Semikina T.V.1, Sheremet G.I.1, Shmyreva L.N.2

1 V.E. Lashkaryov Institute of Semiconductor Physics, Nat. Acad. of Sci. of Ukraine
(41, Prosp. Nauky, Kyiv 03028, Ukraine; e-mail: tanyasemikina@gmail.com)
2 National Technical University of Ukraine “Kyiv Polytechnic Institute”
(33, Peremogy Ave., Kyiv 03056, Ukraine)

ZnO Thin Films Obtained by Atomic Layer Deposition as a Material for Photovoltaics

Section: Solid Matter
Original Author's Text: Ukrainian

Abstract: The tasks to be solved while developing solar cells have been reviewed. The analysis of technological methods used for the fabrication of thin transparent conducting ZnO films from the viewpoint of their application in organic and thin-film solar cells demonstrates the advantage of the atomic layer deposition method. It is shown that this method provides a low-temperature (100–200°C) growth of films with a required resistivity of about 10−3 Ω·cm and a transparency of 85–90%. The application of ZnO films in organic photovoltaic structures improves the time stability of their rectification characteristics. The investigation of organic structures with ZnO as a cathode or an anode showed the potential of the usage of ZnO as a cathode.
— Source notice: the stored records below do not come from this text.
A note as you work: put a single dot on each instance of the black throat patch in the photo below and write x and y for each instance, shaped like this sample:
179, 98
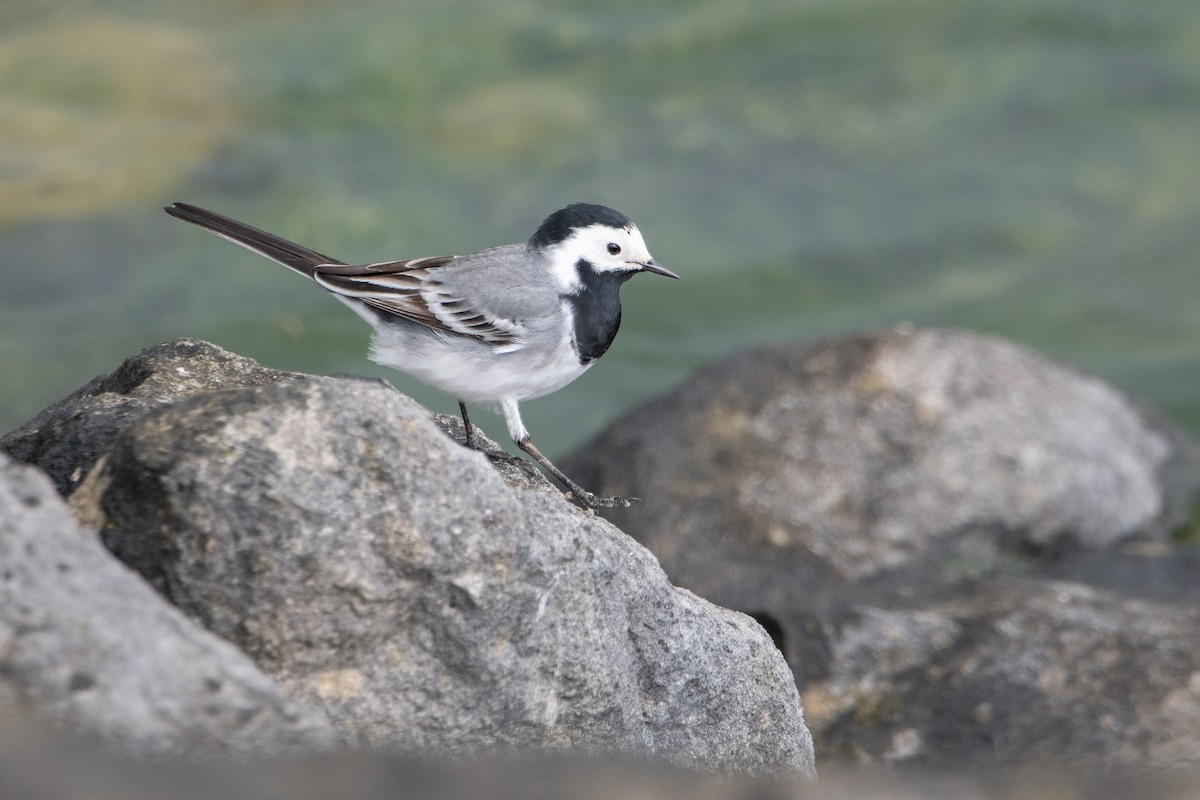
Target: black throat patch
597, 310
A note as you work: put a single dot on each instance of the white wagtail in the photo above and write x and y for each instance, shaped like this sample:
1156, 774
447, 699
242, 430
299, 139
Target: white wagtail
502, 325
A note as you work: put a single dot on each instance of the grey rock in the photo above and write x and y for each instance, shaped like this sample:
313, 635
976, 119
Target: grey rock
67, 437
89, 644
963, 548
861, 453
425, 597
1025, 672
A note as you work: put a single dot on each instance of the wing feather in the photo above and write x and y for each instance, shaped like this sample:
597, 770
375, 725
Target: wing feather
411, 289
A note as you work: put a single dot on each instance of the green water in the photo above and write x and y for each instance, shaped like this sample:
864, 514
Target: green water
1023, 168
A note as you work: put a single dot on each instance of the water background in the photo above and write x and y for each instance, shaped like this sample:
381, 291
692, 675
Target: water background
1027, 168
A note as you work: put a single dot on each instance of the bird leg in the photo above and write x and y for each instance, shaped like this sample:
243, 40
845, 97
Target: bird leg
582, 495
468, 429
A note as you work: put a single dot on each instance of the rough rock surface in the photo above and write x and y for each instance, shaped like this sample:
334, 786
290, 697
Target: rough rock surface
67, 438
861, 497
425, 601
864, 452
89, 644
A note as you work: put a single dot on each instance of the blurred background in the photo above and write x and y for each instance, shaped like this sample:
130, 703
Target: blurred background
1027, 168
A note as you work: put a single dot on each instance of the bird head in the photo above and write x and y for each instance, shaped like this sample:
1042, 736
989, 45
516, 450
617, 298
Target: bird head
604, 238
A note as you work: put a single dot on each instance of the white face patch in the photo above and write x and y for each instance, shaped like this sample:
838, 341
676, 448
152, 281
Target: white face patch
609, 250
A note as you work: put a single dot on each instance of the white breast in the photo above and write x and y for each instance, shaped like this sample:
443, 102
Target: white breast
475, 372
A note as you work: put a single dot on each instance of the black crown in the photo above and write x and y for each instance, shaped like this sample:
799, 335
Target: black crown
563, 222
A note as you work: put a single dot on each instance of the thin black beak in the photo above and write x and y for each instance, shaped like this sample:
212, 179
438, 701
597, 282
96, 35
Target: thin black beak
658, 269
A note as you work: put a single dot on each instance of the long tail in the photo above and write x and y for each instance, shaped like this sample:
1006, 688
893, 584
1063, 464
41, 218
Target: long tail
289, 254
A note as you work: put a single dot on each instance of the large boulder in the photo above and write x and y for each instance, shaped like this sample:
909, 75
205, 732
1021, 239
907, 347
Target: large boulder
89, 644
67, 437
426, 597
861, 495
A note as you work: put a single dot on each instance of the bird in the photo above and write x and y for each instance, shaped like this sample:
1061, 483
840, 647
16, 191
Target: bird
496, 328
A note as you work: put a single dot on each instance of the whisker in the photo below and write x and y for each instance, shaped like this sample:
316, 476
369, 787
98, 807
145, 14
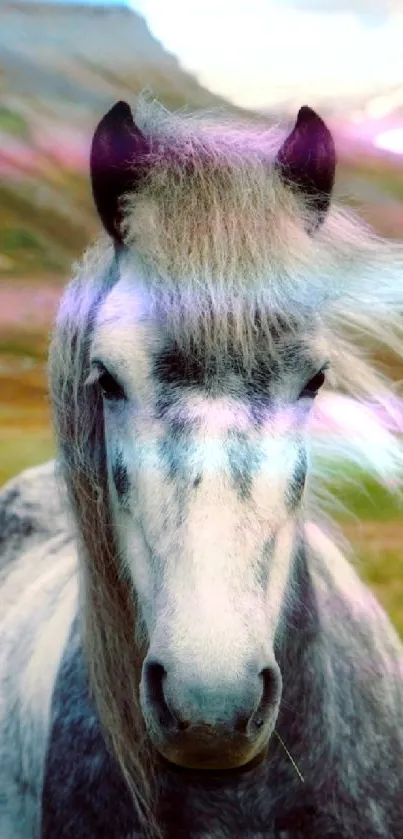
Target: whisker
301, 777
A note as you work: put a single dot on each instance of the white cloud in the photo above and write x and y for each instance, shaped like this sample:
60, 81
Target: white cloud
260, 52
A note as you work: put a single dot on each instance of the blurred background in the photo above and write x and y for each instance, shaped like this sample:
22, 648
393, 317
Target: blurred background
63, 64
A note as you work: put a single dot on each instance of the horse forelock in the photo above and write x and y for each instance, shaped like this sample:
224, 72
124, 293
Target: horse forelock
226, 239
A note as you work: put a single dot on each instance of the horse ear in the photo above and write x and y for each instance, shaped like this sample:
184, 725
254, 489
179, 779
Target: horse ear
118, 152
307, 161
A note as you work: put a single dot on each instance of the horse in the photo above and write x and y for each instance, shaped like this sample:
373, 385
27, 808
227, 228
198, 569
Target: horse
186, 647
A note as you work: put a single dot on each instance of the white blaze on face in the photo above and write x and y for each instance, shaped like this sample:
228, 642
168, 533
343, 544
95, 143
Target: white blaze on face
204, 532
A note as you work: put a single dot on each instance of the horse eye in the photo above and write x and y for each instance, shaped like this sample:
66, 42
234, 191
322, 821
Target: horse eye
111, 389
313, 386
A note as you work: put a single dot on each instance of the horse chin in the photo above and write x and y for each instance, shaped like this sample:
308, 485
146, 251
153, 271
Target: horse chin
213, 767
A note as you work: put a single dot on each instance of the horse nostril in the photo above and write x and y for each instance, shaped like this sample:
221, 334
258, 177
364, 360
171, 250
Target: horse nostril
154, 677
271, 679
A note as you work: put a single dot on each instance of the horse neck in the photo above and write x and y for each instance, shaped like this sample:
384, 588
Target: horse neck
300, 644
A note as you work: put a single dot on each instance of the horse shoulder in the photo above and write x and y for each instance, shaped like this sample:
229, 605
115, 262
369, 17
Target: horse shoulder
84, 793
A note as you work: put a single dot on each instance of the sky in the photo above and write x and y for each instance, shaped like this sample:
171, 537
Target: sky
259, 53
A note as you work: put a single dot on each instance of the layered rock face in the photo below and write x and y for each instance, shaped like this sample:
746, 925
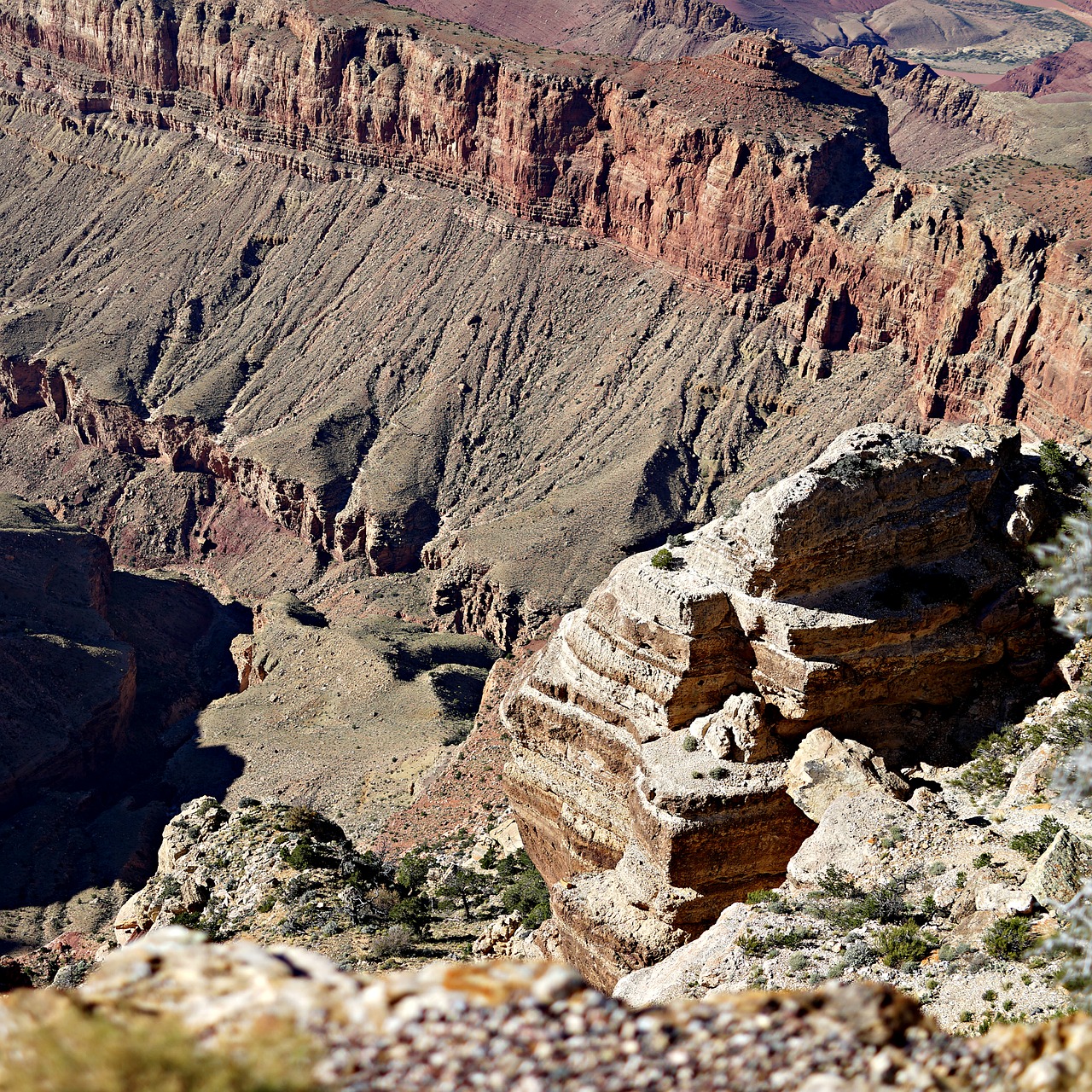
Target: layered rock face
650, 735
751, 171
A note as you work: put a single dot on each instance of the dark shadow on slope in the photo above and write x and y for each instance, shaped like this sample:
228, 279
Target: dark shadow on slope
102, 829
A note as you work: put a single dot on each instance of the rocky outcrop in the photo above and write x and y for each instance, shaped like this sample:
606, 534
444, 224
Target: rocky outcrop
872, 584
825, 768
67, 682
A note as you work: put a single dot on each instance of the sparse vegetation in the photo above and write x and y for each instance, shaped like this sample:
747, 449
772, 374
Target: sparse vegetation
1008, 938
665, 560
1034, 843
1053, 463
80, 1052
901, 944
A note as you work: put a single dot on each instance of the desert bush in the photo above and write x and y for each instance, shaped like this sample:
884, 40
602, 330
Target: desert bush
773, 942
306, 854
663, 560
860, 954
465, 889
1008, 938
413, 870
529, 897
1034, 843
886, 904
80, 1052
900, 944
760, 896
311, 822
397, 940
413, 912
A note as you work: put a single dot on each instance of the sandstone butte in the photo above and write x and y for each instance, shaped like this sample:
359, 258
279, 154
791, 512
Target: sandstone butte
767, 180
874, 584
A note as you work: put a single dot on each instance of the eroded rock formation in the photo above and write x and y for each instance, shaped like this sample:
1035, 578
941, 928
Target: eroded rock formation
284, 137
877, 580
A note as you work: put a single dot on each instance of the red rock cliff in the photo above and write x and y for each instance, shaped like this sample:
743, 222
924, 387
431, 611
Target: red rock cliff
746, 171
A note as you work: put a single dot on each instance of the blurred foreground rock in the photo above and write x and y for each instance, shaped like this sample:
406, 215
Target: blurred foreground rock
531, 1025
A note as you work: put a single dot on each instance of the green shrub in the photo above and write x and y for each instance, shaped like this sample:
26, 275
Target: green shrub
1053, 462
1034, 843
837, 885
751, 944
1008, 938
900, 944
760, 896
772, 942
529, 897
309, 822
663, 560
413, 870
80, 1052
397, 940
885, 905
414, 913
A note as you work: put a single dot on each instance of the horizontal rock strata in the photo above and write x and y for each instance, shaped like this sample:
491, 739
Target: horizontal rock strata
650, 735
769, 179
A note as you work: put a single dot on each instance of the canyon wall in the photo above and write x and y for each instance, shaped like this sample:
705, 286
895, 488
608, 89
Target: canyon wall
768, 184
650, 735
67, 682
726, 168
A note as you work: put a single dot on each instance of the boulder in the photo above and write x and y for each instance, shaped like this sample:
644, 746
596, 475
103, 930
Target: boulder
876, 580
1033, 775
826, 768
738, 730
1060, 872
1003, 897
1030, 514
The study of ZnO as a transparent conductive electrode in a CdTe-based inorganic photovoltaic structure shows an increase in the photocurrent and a decrease in the recombination in comparison with
a Mo electrode.

Key words: atomic layer deposition method, transparent conducting ZnO films, organic solar cells, CdS/CdTe solar cells.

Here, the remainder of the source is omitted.